Abstract: What Would Foucault (and Maslow) Say?: Applying a Theoretical Lens to a Qualitative Interpretative Meta-Synthesis on Runaway Girls (Society for Social Work and Research 20th Annual Conference - Grand Challenges for Social Work: Setting a Research Agenda for the Future)

539P What Would Foucault (and Maslow) Say?: Applying a Theoretical Lens to a Qualitative Interpretative Meta-Synthesis on Runaway Girls

Schedule:
Sunday, January 17, 2016
Ballroom Level-Grand Ballroom South Salon (Renaissance Washington, DC Downtown Hotel)
* noted as presenting author
Marcus Crawford, MSW, Doctoral Student, University of Texas at Arlington, Fort Worth, TX
Background and Purpose: Runaway youth are at heightened risk for violence, substance use, suicide, and other high risk concerns.  Girls who run away often face gender specific dangers including sex trafficking.  Qualitative studies have examined runaway youth and their choices to leave home, their involvement living on the streets, and lived experiences as stigmatized youth.  Findings from these various qualitative studies have never been synthesized and analyzed together.  This research sought to answer the following question:  How do the experiences of runaway girls inform social work practice in assisting this at-risk population?
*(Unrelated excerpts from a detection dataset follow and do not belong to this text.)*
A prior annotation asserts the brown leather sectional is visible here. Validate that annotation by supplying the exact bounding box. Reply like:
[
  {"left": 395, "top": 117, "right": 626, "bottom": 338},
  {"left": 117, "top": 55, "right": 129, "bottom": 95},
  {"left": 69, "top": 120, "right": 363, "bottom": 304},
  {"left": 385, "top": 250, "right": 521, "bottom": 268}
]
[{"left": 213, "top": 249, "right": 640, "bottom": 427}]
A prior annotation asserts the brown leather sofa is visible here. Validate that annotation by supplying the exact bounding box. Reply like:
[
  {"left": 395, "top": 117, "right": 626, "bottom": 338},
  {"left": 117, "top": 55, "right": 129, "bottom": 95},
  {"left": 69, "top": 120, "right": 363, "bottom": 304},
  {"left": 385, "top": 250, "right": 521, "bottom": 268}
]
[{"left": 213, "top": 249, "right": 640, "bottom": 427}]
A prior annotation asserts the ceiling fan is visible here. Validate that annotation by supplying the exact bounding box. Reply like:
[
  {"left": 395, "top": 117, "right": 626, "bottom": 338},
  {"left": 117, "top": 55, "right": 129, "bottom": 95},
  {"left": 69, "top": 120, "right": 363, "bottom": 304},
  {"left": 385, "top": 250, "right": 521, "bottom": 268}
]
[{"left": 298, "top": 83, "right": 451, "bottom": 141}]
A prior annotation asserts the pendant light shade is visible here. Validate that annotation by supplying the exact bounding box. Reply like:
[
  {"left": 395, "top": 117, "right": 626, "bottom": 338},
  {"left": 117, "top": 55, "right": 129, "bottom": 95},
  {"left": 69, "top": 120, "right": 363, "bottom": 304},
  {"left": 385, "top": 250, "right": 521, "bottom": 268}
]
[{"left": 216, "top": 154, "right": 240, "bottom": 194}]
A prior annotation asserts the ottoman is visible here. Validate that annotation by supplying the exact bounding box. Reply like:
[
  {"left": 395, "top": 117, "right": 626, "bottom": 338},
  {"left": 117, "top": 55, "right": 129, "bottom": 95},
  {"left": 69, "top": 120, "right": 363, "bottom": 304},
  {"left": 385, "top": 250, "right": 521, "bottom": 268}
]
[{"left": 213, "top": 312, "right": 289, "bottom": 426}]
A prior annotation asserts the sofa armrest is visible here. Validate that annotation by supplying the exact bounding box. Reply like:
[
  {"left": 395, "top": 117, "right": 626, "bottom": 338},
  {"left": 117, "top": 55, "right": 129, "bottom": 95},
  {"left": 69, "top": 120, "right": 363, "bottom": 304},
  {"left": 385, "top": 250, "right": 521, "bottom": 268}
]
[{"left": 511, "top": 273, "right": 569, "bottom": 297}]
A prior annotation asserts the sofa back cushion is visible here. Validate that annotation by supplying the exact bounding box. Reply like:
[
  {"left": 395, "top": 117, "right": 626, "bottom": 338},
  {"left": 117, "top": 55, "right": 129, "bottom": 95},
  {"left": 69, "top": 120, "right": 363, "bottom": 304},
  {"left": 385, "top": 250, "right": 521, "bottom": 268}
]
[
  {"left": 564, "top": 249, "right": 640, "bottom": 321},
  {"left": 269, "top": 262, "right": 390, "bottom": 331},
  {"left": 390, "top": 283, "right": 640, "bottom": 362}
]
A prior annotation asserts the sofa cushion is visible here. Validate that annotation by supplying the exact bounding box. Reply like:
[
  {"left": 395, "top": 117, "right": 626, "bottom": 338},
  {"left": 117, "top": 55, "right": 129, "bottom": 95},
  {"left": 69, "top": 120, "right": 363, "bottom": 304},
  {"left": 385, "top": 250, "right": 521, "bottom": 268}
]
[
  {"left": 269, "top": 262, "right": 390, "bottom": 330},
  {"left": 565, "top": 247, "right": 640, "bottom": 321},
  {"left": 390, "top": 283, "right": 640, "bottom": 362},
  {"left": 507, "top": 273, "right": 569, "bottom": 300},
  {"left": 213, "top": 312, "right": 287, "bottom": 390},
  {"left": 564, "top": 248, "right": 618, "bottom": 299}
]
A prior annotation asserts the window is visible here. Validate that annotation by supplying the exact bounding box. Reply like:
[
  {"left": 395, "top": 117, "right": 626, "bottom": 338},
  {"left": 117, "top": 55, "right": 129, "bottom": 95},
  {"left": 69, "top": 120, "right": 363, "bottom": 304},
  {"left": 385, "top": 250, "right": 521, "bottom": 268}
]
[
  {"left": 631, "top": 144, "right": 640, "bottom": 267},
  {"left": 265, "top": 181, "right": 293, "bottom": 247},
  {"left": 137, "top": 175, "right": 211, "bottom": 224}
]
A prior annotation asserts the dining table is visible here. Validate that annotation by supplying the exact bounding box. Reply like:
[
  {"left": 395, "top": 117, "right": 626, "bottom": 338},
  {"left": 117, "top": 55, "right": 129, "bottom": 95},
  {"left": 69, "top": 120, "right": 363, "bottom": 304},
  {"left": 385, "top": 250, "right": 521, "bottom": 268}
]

Methods: A Qualitative Interpretative Meta-Synthesis (QIMS) was conducted to analyze the qualitative research conducted with runaway girls.  QIMS is an emerging methodology in social work research that utilizes a synergistic process to synthesize data from multiple qualitative studies in order to create a broader understanding of a topic (Aguirre & Bolton, 2013).  A systematic search was completed to locate research that focused on girls who were or had been runaways.  Ten articles met the inclusion criteria. In total, 122 participants were included. The QIMS extracted the themes from identified articles to create new overarching themes that encompassed each of the articles. These new themes were then analyzed using the data from the original studies.

Results:  Findings from a QIMS are used to inform theory and practice in social work (Aguirre & Bolton, 2013).  Results showed six new overarching themes: power/control, stigma, physical needs, safety, belonging, and acceptance.   The themes of power/control and stigma are analyzed with a Foucaultian lens with an eye toward informing social workers of their roles in the power/control structures that create stigma for runaway youth.  Systems of power were used to control the girls in their homes or to force them into compliance with societal expectations.  Along with this, stigma was a constant, treating the girls as “less than” others because of their runaway status.  Physical needs, safety, belonging, and acceptance are discussed using Maslow’s hierarchy of needs paradigm.  The application of theory is woven throughout the discussion to assist social workers in decision-making.  Often while living on the streets, girls discussed the dangerous means to which they resorted to meet their basic needs of shelter and food.  Once they felt they had a stable place to live, they described these places in terms of their feelings of belonging and acceptance.  Overall, their need for acceptance stemmed from a longing for family and the need to accept themselves. 

Conclusions and Implications: Together, the six themes are constructed to discuss how social workers can be better prepared to the myriad needs of runaway girls.  Social workers should avoid stigmatizing language and be prepared to meet the girls in their environments.  Practices that exert power/control or stigma inhibit the seeking of treatment for girls who runaway.  Macro level changes are discussed as ways that social workers may intervene to make change that will positively affect runway youth.  Social workers are called to seek social justice for the marginalized, and this research provides guidance for doing that.